Há poucos brasileiros com tantos passaportes carimbados como o jornalista Marcos Uchôa. Em 39 anos de carreira, o carioca viajou por 115 países. Cobriu oito guerras, oito Copas do Mundo e dez Olimpíadas. Acompanhou de perto tragédias mundiais, terremotos, tsunamis, eleições internacionais e entrevistou algumas das personalidades mais poderosas do planeta. Repórter especial da TV Globo, Uchôa deixou a emissora no final de 2021 depois de 34 anos de casa. “Fiz de tudo no jornalismo”, concluiu ao anunciar sua “aposentadoria”.
Quatro meses depois o jornalista faz planos de voltar em breve aos holofotes. Não mais como repórter, mas para uma experiência inédita em Brasília, palco maior do jornalismo político no país.
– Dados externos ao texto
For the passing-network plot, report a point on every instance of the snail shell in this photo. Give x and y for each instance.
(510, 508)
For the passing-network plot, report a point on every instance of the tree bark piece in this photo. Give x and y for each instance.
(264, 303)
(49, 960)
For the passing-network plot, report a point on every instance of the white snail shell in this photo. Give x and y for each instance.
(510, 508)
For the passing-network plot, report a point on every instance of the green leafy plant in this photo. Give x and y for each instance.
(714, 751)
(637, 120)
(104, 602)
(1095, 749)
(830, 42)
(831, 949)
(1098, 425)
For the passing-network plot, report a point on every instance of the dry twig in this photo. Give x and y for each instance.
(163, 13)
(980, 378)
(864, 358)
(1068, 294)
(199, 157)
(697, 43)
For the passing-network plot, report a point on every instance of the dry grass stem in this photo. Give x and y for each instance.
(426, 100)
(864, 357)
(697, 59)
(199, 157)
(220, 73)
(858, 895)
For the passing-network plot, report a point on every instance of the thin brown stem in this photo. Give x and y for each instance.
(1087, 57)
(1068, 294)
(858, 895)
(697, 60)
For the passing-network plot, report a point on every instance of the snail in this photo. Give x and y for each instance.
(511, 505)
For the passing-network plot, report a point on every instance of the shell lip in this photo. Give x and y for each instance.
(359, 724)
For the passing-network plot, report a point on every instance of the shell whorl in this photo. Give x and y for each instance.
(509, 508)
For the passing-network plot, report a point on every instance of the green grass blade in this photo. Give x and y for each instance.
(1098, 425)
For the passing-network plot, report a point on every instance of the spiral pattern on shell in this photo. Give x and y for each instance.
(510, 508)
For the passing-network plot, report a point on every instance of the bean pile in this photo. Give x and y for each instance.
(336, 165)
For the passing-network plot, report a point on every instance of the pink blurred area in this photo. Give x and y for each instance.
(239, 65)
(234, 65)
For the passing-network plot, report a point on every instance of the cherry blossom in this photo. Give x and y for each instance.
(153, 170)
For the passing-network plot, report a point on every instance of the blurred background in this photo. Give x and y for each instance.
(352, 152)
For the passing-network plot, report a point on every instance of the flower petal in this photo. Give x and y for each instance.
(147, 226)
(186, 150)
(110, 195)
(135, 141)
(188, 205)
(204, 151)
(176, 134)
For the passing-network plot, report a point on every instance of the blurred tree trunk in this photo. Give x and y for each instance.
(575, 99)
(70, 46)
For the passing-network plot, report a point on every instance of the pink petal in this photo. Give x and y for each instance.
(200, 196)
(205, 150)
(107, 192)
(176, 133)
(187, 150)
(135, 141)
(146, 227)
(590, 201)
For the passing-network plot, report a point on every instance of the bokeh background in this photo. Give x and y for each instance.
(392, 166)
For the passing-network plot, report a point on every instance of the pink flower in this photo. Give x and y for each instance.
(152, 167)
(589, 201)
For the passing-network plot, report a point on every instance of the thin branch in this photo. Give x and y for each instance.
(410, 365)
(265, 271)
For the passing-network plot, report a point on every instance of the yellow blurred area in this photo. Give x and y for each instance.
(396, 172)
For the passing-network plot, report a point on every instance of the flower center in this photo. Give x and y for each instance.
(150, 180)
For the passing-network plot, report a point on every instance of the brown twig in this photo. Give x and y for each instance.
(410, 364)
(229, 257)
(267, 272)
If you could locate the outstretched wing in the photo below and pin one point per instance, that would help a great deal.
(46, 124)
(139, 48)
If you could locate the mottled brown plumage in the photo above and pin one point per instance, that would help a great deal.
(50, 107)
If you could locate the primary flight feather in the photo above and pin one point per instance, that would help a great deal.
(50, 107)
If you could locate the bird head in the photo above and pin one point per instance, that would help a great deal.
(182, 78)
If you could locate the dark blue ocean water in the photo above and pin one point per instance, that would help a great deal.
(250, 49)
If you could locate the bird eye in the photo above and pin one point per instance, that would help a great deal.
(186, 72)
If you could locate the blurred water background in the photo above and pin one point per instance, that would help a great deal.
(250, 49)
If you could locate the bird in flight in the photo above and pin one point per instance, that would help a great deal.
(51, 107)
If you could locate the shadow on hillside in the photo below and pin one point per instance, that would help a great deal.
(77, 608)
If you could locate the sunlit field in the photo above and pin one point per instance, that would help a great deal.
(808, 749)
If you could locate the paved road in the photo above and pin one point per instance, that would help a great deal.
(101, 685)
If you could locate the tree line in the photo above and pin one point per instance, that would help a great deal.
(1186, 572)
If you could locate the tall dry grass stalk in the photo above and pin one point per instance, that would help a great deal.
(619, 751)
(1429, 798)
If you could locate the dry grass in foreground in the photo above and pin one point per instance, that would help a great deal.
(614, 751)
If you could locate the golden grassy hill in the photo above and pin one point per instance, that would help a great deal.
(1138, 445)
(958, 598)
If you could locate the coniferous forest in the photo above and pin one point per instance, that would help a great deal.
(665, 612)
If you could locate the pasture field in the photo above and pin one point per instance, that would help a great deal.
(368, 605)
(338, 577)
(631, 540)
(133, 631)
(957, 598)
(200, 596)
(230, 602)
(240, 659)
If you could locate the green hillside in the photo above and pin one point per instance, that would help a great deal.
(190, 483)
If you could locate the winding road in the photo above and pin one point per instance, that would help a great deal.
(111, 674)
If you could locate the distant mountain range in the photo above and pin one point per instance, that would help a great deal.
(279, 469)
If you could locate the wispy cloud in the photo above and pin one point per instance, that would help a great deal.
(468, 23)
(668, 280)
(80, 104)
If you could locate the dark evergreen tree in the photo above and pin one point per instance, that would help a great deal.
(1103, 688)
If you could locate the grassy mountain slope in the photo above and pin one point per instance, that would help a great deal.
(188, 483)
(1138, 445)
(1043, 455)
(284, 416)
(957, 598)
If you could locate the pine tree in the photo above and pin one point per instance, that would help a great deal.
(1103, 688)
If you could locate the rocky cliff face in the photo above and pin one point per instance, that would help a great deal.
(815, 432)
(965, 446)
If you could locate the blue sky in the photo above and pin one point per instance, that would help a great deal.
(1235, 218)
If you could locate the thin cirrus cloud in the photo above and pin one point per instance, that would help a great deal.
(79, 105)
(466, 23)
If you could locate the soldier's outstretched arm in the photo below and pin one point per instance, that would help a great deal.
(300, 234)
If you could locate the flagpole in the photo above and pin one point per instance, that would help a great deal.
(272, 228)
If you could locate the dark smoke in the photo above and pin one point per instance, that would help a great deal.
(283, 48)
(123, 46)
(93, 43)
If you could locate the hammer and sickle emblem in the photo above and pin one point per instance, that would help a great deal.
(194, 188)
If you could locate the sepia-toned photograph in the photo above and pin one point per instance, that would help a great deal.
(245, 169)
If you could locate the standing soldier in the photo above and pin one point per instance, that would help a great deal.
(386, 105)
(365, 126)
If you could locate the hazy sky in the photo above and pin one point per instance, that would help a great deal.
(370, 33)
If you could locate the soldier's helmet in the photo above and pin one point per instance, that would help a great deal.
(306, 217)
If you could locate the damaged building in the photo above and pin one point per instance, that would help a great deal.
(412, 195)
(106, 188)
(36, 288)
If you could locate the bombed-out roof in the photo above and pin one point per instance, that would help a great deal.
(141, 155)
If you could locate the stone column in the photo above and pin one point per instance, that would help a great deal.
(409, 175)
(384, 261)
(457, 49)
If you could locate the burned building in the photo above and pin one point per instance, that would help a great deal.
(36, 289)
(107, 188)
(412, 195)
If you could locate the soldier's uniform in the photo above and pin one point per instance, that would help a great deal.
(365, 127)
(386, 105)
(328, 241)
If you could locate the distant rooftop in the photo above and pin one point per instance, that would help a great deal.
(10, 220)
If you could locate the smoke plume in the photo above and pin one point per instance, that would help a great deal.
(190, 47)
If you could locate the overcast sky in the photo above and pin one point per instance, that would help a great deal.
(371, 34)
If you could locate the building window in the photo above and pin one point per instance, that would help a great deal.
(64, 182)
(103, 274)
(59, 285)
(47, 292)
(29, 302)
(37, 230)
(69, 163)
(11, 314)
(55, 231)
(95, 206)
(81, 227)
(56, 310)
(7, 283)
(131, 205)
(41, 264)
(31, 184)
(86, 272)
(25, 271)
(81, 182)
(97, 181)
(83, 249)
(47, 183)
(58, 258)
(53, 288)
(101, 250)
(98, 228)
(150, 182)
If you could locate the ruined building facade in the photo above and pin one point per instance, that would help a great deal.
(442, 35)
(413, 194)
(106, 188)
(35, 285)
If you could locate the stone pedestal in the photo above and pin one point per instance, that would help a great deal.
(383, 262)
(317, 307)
Uchôa se filiou nessa sexta-feira (1º) ao PSB, partido pelo qual avalia se candidatar a deputado federal em chapa encabeçada por Marcelo Freixo (PSB-RJ), candidato ao governo do Rio de Janeiro.
Em entrevista exclusiva ao Congresso em Foco, Uchôa diz que, pela primeira vez, ser brasileiro passou a ser algo malvisto no exterior e que as ações do governo Bolsonaro envergonham o país lá fora.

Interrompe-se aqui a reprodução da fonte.